The memo states that the Appellate Body that ruled on the Technical Barriers to Trade (TBT) Agreement could not complete the analysis to determine whether or not COOL violates Article 2.2. They did agree that COOL violates Article 2.1, which covers recordkeeping and verification requirements. The organizations Public Citizen, National Farmers Union, and U.S. Cattlemen’s Association developed the memo along with Food & Water Watch.
The WTO ruling found that COOL label rules placed a cost on imported livestock and meat that “exceeded the consumer benefit.” So retailers should simplify information labels and make them clearer so they are more meaningful, thus have more benefit.
The United States can bring itself into compliance by strengthening the COOL regulations so “more of the origin information tracked by producers is in fact provided to consumers.” That will bring recordkeeping and verification requirements into proportion with the origin information provided to consumers.

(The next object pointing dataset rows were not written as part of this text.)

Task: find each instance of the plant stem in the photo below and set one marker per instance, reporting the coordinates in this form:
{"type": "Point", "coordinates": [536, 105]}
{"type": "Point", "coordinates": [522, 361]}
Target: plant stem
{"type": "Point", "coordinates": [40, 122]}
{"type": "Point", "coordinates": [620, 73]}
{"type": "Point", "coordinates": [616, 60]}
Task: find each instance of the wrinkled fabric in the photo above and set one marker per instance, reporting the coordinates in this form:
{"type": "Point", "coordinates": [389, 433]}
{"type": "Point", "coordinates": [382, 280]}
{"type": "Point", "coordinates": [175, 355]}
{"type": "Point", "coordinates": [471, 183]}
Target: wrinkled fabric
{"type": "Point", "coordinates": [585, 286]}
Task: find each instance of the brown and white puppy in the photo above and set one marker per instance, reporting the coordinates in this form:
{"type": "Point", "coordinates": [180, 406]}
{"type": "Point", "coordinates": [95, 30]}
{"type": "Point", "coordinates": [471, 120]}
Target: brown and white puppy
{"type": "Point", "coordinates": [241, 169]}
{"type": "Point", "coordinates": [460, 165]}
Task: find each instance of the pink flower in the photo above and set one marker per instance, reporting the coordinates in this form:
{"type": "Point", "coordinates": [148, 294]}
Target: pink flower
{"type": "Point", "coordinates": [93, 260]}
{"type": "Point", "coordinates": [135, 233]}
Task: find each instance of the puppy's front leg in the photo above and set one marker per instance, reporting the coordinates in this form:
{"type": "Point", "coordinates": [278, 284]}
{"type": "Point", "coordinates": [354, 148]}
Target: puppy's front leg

Food & Water Watch Executive Director Wenonah Hauter said in a statement, “consumers deserve clear, transparent and information COOL labels and the WTO has no place meddling in American grocery carts. President Obama campaigned to protect country of origin labels in 2008 and he can do so again by implementing these straightforward improvements to COOL rules. The new legal memo demonstrates a reasonable next step for USDA that makes labeling more meaningful to them.”